Creating backup and restoring PostgreSQL on EC2 Server using AWS S3

Rupesh Desai
Amazon Web Services
4 min readOct 17, 2021
PostgreSQL EC2 Backup

One of the reasons you really want an RDS instance is the reliability of the instance and automatic snapshots of the data for you to backup and restore at the convenience of your world.

There are specific utilities that PostgreSQL has built in to do backups. In this article, we will review different types of backups you can take with PostgreSQL.

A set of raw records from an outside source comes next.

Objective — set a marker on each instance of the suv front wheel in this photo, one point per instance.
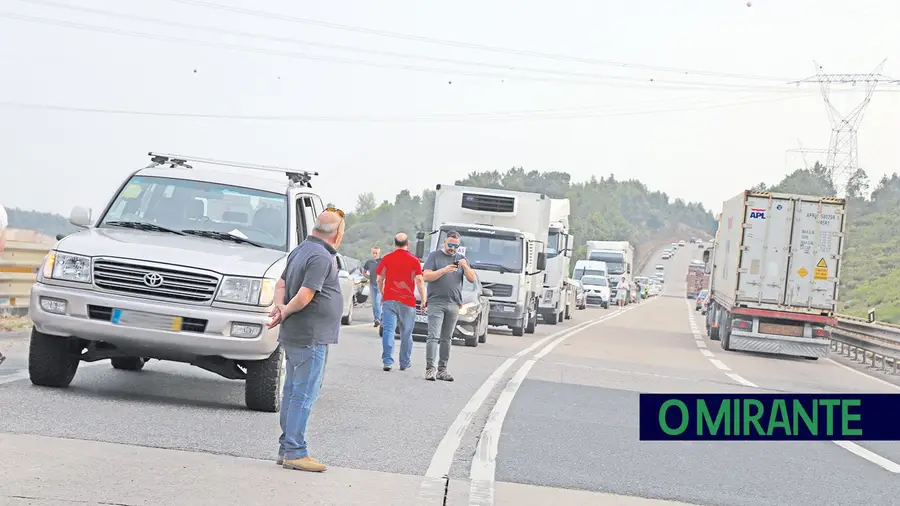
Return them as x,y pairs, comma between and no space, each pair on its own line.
265,378
52,360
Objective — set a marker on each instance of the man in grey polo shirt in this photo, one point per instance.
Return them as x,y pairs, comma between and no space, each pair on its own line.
309,306
443,270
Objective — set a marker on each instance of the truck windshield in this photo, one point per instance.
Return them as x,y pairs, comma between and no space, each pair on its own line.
581,272
486,251
615,262
594,281
554,244
201,208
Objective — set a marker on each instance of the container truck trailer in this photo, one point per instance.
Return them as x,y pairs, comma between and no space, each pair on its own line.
775,271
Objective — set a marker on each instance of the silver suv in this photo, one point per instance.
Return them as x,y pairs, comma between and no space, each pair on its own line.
180,266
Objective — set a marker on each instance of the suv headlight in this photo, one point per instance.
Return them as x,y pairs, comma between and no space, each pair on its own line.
67,267
252,291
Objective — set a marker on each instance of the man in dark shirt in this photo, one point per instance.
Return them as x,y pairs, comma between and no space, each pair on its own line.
444,271
375,294
309,306
398,272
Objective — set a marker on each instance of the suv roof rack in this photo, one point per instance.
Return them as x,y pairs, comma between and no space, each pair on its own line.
298,177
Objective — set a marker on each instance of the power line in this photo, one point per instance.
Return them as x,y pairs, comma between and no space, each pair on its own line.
289,40
414,68
480,47
375,119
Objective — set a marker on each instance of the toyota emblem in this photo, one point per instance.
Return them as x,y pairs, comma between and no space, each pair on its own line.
153,279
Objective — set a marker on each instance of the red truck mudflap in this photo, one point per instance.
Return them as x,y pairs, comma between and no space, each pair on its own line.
776,332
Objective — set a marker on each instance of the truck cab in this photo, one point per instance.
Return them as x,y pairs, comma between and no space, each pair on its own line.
502,235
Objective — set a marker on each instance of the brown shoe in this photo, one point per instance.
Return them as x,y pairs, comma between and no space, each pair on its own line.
305,464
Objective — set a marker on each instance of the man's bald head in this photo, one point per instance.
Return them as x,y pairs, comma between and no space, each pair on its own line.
330,227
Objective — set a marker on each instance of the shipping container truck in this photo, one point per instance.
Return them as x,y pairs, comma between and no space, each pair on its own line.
775,270
502,235
697,279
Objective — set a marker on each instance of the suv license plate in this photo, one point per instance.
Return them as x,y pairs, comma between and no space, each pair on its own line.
144,320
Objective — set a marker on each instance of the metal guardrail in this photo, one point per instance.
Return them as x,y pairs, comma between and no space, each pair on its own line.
875,345
19,263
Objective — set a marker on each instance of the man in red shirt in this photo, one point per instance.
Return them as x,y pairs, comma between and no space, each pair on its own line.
397,273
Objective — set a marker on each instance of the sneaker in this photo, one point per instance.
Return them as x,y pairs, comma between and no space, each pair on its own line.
443,375
305,464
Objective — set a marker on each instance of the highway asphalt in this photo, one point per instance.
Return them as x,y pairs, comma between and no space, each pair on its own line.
560,414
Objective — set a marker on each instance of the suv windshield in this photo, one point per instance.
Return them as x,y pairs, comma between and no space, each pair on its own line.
201,208
594,281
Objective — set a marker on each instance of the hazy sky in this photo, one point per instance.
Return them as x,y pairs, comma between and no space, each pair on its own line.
460,110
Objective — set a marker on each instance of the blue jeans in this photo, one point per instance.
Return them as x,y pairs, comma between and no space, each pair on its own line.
376,301
303,377
396,313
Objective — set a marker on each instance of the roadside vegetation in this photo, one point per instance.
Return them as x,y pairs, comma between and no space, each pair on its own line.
870,276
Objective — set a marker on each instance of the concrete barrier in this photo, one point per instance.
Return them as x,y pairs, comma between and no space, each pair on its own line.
19,263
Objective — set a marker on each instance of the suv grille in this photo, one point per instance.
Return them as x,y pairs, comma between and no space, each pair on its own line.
129,278
499,289
490,203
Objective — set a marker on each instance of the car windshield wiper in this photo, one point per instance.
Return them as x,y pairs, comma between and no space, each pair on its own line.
141,225
222,236
501,268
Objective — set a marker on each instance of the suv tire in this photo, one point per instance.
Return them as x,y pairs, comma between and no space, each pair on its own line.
265,379
128,363
52,360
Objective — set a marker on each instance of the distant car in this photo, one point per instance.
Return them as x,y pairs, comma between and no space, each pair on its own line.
701,297
472,324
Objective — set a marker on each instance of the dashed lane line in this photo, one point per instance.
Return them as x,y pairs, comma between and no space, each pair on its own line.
850,446
484,462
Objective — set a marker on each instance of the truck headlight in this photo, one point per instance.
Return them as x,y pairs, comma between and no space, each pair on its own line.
467,309
252,291
67,267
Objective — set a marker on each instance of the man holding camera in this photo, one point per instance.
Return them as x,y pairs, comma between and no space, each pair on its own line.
444,271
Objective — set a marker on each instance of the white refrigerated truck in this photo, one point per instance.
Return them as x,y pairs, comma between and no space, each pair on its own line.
775,268
557,301
502,235
619,258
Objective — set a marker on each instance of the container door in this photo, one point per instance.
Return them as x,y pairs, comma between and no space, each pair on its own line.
765,247
817,237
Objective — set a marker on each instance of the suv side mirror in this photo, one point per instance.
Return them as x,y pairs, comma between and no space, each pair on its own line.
80,217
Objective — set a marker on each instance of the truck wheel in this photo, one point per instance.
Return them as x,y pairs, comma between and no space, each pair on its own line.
347,320
128,363
52,360
265,380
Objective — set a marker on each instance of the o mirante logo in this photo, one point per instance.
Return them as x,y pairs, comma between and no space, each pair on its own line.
769,417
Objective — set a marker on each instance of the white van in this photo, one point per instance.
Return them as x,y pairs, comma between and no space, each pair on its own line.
589,268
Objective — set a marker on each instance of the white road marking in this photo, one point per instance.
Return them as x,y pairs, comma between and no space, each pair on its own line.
433,486
850,446
484,462
719,365
873,378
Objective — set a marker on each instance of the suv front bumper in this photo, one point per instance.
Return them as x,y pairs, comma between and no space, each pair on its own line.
94,324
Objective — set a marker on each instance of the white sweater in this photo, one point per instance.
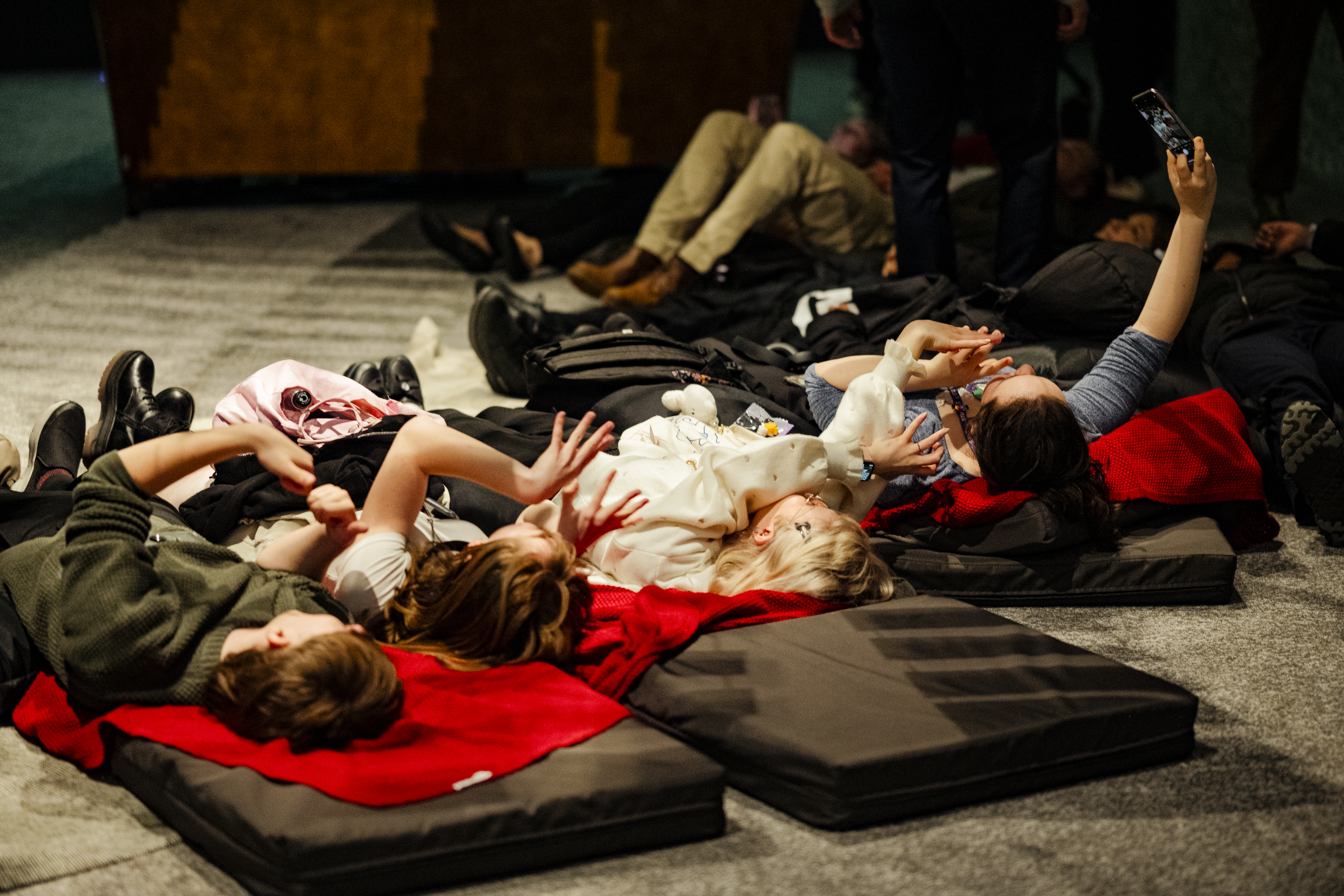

Types of Data Backups using PostgreSQL

There are the following types of backup that you can plan and take using PostgreSQL

  1. SQL Dump(Used for specific reasons): The SQL dump is a process of creating a SQL text file output that when run again on the server, shall create the same state of the database structure and its record as it was at the time of the dump. The SQL dump method is common to take a full database backup and restore. This is usually used for not only backup of data, but also for moving data from the server.
  • Depending on the size of the database, the SQL dump may take a significant amount of time for processing the backup as well as for restoring the same.
  • SQL dump can target one or all databases that you need to backup.
  • Ideally, you should use SQL dump in specific intervals to ensure that you have a dataset copy for restoring a particular point in time.
  • Note, there is a gzip method now available to manage large datasets for SQL dump.

2. File System Level Backup (Not Recommended): The file system level backup goes to the root folder where the data is saved for PostgreSQL and creates a backup of the same.

Creating a backup of the file system simply isn’t as practical as the SQL dump or the other methods as mentioned below because of the following reasons.

  • You need to shut down the service to make a copy of the backup, which in most cases isn’t practical as it requires a significant amount of downtime.
  • The file system is complex and if you tried to restore only certain aspects of the database, then it might not work, or simply fail. The long answer

“If you have dug into the details of the file system layout of the database, you might be tempted to try to back up or restore only certain individual tables or databases from their respective files or directories. This will not work because the information contained in these files is not usable without the commit log files, pg_clog/*, which contain the commit status of all transactions. A table file is only usable with this information. Of course it is also impossible to restore only a table and the associated pg_clog data because that would render all other tables in the database cluster useless. So file system backups only work for complete backup and restoration of an entire database cluster.” — postgreSQL docs

3. Continuous Archiving and Point in Time Recovery: PostgreSQL maintains continuous WAL (Write ahead log) files and a combination of file system backup with WAL is the best way to create point-in-time recovery backup.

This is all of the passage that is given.